Tuesday, December 22, 2009

The Ghost of Christmas Past

10 years after the Christmas of 1999, I believe my life may be irrepairably broken
and worse, that my very own spirit is broken,
10 years ago, on a Christmas Eve, my family was gathered in my home, together for a very different kind of Christmas. Because in the previous summer, our Mother had died, and so 2 generations came to my home, to be together and find a way to celebrate the season without her.
Tonight, I am alone. It is not Christmas Eve, but The Ghost of Christmas Past has appeared to me these past 4 nights, and I am being haunted indeed, by Ghosts and Memories bearing light, while The Present appears relentlessy grim. The season eludes me now. Is the problem within me, (which I entirely believe?), or is the World Truly A Mess?
Because I do think about my death now. I am 54. Both my parents have left this Earth, I have given two children and one of them has given a daughter to life.
I am 54. Suddenly that isn't such a bad number.
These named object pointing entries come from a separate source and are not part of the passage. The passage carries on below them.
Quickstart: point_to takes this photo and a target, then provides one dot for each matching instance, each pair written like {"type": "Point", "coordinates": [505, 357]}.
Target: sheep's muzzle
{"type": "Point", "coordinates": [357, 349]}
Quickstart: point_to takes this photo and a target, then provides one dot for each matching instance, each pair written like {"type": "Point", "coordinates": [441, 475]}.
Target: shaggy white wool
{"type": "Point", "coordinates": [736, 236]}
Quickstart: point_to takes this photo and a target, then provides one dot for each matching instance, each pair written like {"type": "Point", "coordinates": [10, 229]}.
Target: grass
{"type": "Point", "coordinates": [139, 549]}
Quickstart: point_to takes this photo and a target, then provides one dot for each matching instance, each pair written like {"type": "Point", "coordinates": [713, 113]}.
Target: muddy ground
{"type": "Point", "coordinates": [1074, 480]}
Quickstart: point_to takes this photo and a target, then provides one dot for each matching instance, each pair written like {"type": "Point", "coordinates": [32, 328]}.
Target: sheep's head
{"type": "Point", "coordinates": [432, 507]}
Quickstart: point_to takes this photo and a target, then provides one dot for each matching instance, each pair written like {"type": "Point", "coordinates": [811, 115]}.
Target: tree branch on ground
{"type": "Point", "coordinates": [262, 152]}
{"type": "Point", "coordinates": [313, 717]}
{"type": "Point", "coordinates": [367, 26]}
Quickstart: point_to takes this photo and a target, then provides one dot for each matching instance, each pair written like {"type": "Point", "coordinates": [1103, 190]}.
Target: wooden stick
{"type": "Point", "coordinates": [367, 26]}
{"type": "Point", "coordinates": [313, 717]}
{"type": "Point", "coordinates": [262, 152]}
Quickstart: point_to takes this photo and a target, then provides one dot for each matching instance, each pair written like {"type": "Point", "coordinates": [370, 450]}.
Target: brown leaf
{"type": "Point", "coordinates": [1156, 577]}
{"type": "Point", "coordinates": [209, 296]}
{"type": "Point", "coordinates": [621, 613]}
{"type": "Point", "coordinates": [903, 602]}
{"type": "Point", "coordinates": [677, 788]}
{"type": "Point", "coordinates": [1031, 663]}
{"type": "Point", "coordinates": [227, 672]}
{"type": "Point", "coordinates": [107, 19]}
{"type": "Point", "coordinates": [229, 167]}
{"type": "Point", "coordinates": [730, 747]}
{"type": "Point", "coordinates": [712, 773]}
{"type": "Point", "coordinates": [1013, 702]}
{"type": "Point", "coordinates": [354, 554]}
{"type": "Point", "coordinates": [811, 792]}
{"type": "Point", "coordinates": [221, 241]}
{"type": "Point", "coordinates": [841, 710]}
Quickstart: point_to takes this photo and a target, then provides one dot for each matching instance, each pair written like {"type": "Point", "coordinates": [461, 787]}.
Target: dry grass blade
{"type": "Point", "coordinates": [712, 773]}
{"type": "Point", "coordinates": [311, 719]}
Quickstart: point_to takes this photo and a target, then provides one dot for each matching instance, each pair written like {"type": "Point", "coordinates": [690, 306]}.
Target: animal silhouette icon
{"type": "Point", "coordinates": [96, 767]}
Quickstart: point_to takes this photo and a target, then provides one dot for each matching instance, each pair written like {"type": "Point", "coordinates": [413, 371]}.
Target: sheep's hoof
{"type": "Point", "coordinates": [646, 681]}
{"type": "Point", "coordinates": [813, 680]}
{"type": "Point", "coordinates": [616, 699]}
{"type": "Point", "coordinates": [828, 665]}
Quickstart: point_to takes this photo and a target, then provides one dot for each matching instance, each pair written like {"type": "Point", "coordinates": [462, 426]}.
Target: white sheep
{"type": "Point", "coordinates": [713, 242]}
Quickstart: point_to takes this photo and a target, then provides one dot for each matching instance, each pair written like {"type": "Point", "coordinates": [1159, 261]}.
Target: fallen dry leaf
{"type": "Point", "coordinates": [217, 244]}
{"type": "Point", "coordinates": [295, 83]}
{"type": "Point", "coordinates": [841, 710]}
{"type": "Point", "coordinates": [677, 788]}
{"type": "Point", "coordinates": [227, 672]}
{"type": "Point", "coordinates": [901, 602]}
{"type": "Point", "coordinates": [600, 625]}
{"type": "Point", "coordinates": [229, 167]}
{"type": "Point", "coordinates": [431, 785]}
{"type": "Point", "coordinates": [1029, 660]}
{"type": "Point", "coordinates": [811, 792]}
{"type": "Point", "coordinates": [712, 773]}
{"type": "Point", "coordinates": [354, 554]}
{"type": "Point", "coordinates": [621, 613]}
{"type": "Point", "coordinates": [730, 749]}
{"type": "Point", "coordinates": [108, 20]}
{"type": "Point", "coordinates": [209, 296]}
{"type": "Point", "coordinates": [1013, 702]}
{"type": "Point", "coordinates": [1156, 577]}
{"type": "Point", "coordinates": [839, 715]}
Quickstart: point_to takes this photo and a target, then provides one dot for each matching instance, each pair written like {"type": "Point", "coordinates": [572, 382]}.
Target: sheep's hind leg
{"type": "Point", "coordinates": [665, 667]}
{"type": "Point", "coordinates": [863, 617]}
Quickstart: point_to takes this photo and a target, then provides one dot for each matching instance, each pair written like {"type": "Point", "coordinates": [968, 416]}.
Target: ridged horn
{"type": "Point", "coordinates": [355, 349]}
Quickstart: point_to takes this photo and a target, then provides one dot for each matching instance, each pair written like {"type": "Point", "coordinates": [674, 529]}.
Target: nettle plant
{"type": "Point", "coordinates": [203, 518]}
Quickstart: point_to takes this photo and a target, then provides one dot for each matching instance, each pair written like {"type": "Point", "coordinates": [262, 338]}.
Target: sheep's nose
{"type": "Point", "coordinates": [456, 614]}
Maybe its been a bunch of bad juju these last couple days, or past 10 years. could it be catastrophobia? really bad feng shu? could it be helped by seeing "my doctor" and getting on the right antidepressant? or maybe its just simple constipation?
on the other hand, its probably the stench of approaching death. cycle of life, cycle of death. its easy to be all philosophical about the subject until realizing you are 54 years old, both parents died of diseases which were a direct result of their personal life choices(ie smoking drinking eating high fat animal foods and ingestin copious amounts of white sugar/white flour products resulting in hardening of the arteries, high blood pressure, heart disease, lung disease, diabetes, cancers of various sorts, depression, insomnia, and here am I , drinking wine and smoking cigarettes till the cows come home.